舉個例子講,像辦交涉,英國人老實講,比美國人還會辦交涉。我們看一九九七這件事上他辦的交涉。從一開始,挾著福克蘭島戰事的餘威到北平去碰了一個釘子(想以主權換治權,結果垮掉)之後,下一步就說,「好,我還是跟你談一九九七之後的事情,」共產黨說,「一九九七之後怎樣是我的事情,要談就談一九九七之前。」
大陸一開始讓你感覺到你沒有退路,第二步讓你感覺到我的牌就是這樣多,到最後你已經同意了,一切心裡準備的狀態都是要接受的時候,再變出一樣以前沒提過的要求來。
張:我簡單講一下法治和民主的關係,拿香港和台灣做個比較。香港還有十年的時間,本來有很好的自由、法治基礎,在這個基礎上可建立出一個相當不錯的民主。但民主不是十年的時間就可以弄出來的,而且中共也不允許香港搞民主。所以香港是有這個條件,只是實現的機會恐怕很小。
台灣像剛剛講的,法治做得不好,自由方面又好像挺自由,但在法規上又有很多的限制,使得一些基本的自由也隨時有些威脅在裡頭,這個自由是很模糊的東西。

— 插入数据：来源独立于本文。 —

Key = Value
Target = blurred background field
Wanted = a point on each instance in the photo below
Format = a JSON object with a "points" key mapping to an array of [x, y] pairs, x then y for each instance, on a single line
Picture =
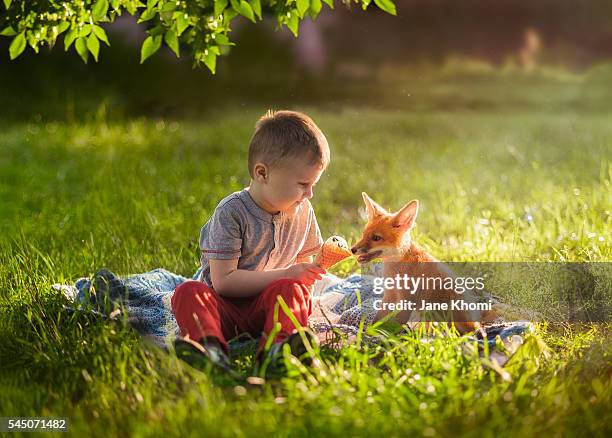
{"points": [[495, 115]]}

但是,比較起來,台灣搞選舉搞了三十幾年,多多少少有一點民主的基礎在裡面,從長期看,發展還算不錯。但發展到今天,我們很清楚看到一些問題,就是因為法治發展得不夠健全,自由的程度也不夠-言論有些部分是很自由了,但是,客觀、公正的言論還不能很適當地發揮,以致腐蝕到民主的根基。
這是台灣的一點點本錢,中共和台灣比起來,我們的政治開放就是比他們做得好。如果在法治方面不能加強,對自由不能有一個明確的界定,我們一點點民主的基礎可能就被腐蝕掉了,如果被腐蝕掉的話,我看不出來台灣還有什麼本錢。

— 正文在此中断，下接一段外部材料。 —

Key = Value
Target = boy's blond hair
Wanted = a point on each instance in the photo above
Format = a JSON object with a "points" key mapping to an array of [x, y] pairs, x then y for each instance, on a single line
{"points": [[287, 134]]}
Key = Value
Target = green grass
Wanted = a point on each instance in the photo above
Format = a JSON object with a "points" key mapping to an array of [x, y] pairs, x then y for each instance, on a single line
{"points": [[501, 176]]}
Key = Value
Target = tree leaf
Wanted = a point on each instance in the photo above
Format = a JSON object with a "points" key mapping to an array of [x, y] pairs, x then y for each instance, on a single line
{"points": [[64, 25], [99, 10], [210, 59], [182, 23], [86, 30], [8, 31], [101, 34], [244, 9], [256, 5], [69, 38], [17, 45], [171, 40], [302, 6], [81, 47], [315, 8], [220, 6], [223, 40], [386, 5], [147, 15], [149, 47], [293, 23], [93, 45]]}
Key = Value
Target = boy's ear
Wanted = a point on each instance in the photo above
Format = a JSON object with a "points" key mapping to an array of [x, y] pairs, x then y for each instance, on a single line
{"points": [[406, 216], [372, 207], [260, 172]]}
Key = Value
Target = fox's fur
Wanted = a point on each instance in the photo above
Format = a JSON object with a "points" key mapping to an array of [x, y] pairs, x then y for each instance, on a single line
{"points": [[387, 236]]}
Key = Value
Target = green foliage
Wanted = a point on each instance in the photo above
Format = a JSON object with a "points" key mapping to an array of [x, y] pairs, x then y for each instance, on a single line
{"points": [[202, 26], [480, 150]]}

另外一點,如果剛剛的推測不錯-假定中共得香港,主要是為了台灣,要得隴望蜀,那麼在台灣的問題沒有解決之前,他在香港總不會做得太壞。如果台灣能做得更好一些,不僅在法治、自由方面加強,民主方面也做得更好,那麼會迫使中共對香港有另外一套作法,就是讓香港有一些自治,甚至發展一些民主,以吸引台灣。
殷:對於香港,我們目前在台灣可以做什麼事呢﹖因為香港還有十年,我們有沒有什麼作法,不僅是對我們好,同時對香港也會有些幫助﹖
丁:可惜的是,在他們交涉的時候,我們完全是袖手旁觀,並沒有一個類似策略的東西。現在唯一可能的,就是在「基本法」出來的時候。如果我們這邊好好做,相信能給香港一個側面的回應,對香港的幫助相當大。
基本法對香港來講是關鍵性的,因為以後一切就是依照基本法。有基本法只不過是說能爭取到一個最大限度的保證,但在這最大限度的保證之上還有大陸的「憲法」跟「人大」,還有那些管事的人思考的方式。但有個像樣的基本法的話,至少有個起碼。
張:我對政府有一個建議。我們政府也有一個香港小組,但我們可以看得出來,這個小組並沒有做什麼事情。可能是受了天下雜誌香港專輯的影響,最近又開了一次會。我們談來談去,可以做一個結論,就是台灣和香港還是有很多很密切的關係,我們做得好,會對香港有正面的影響。我覺得政府的香港小組應該擴大、開放。
看做一面鏡子
沈:我認為不必,有幾分人才做幾分事。香港九十年代總編輯李怡說過,台灣看待香港最好的方法,就是把香港看做是一面鏡子,至於做什麼事,他說:「不必了,你們派來的人沒有用,多來幾個多糟糕一些,最重要的是台灣關切香港,中共就會客氣些,你們反正鬥不過中共,人來得愈少愈好。」
余:我贊成台灣應該對香港表示關切,所以在實際的作法上,我覺得國人到香港旅遊,應該再開放。香港人從二次大戰以後,那麼久都是讀左報,可是香港人並不相信共產主義,這一點可以提供我們一些對中共的態度,就是有些東西不必那麼害怕,例如三十年代的文學或中共的某些宣傳品,可以讓大學生免疫一下,不要保護過度,以免留學生紛紛受感染。在旅遊或閱讀物方面不妨開放,相信我們有那個選擇能力。
丁:我想香港人現在最害怕的是我們插一腳進去,這樣反而把香港搞亂了,而且使得在香港反對中共的人,變成是我們在煽動,這一定要避免。
我剛剛一直強調是一個側面的回應,就是讓他感到香港不是孤軍奮戰,只是表示一個關切,如果真正插一腳進去,反而是一個最不受歡迎的人。
余:而且讓中共有一個現成的壓制藉口。